Presenters: Mats Sjöberg (CSC) and Lukas Prediger (CSC)

Extra materials

Q&A

  1. If I reserve one GCD and 14 CPU cores, will I only be billed for one GCD?

    • No, you will be billed for 2 GCDs since your share of requested CPU cores corresponds to 14/56 = ¼ of the node (2 CCDs out of 8). The same principle applies if you request more han ⅛ of the memory for a single GCD. More details on the LUMI Docs billing policy page.

      Basically the policy is that you get billed for everything that another user cannot use in a normal way because of the way you use the machine. So if you take a larger share of a particular resource (GCDs, CPU cores and CPU memory), that will be the basis on which you are billed as you can no longer fill up the node with other users who only ask a fair share of each resource.

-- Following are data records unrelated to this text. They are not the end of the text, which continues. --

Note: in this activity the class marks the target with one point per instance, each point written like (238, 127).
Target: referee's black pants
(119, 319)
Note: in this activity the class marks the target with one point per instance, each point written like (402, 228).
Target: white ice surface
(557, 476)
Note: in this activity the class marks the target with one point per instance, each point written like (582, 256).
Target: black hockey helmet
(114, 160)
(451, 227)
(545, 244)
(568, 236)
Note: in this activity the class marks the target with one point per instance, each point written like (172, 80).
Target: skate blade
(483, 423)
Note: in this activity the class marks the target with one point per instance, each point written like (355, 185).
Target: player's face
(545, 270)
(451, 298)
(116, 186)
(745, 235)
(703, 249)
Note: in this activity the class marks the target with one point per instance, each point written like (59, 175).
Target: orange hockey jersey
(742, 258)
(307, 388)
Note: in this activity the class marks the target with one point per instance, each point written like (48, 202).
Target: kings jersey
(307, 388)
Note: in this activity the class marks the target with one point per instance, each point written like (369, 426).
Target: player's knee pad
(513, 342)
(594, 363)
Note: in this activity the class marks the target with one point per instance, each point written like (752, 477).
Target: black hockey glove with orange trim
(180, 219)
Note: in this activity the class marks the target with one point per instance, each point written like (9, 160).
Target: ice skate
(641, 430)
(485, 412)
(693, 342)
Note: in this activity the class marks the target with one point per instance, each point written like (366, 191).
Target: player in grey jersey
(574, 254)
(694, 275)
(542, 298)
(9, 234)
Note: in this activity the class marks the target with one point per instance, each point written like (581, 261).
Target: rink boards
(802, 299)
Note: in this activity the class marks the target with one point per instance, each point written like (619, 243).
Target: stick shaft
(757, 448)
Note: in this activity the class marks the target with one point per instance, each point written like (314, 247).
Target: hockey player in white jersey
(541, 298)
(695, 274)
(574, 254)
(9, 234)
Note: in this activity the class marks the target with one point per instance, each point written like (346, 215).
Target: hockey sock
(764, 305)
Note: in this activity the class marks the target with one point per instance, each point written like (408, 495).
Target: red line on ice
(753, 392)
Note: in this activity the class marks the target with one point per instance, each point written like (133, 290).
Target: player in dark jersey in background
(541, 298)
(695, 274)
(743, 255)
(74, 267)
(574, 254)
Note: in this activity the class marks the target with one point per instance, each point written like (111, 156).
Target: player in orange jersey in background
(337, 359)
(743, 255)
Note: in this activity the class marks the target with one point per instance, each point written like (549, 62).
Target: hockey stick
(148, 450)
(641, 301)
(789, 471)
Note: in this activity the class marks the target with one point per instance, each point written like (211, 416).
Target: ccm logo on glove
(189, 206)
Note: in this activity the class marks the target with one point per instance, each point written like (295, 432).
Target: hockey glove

  2. If I use PyTorch DistributedDataParallel on LUMI, do I still need to specify NCCL and not RCCL as backend? (The slide says torch.distributed.init_process_group(backend='nccl'))

    • Yes, PyTorch uses the Nvidia terminology independently of whether you use AMD or Nvidia GPUs. If your PyTorch has been built against ROCm instead of CUDA, setting torch.distributed.init_process_group(backend='nccl') results in RCCL being used for communication.

    • The underlying reason is that AMD could not exactly copy CUDA because that is proprietary and protected technology. However, they could legally make a set of libraries where function calls have a different name but the same functionality. This is how HIP came to be. It mimics a large part of the CUDA functionality with functions that map one-to-one on CUDA functions to the extent that you can still compile your HIP code for NVIDIA GPUs by just adding a header file that converts those function names back to the CUDA ones. Similary, several libraries in the ROCm ecosystem just mimic NVIDIA libraries, and this is why PyTorch treats them the same.

  3. In checking that we use all GPUs, do we primarily check the power oscillating around that recommended value ( 300-500 W) or psutil? Maybe I mix things...

    • I think the first step is to check the GPU utilization, the GPU% part. It should be higher than 0, and also the GPU memory allocated should be higher than zero. Then if those things are OK, check the power as well, as that's a better indication of it doing something useful as well.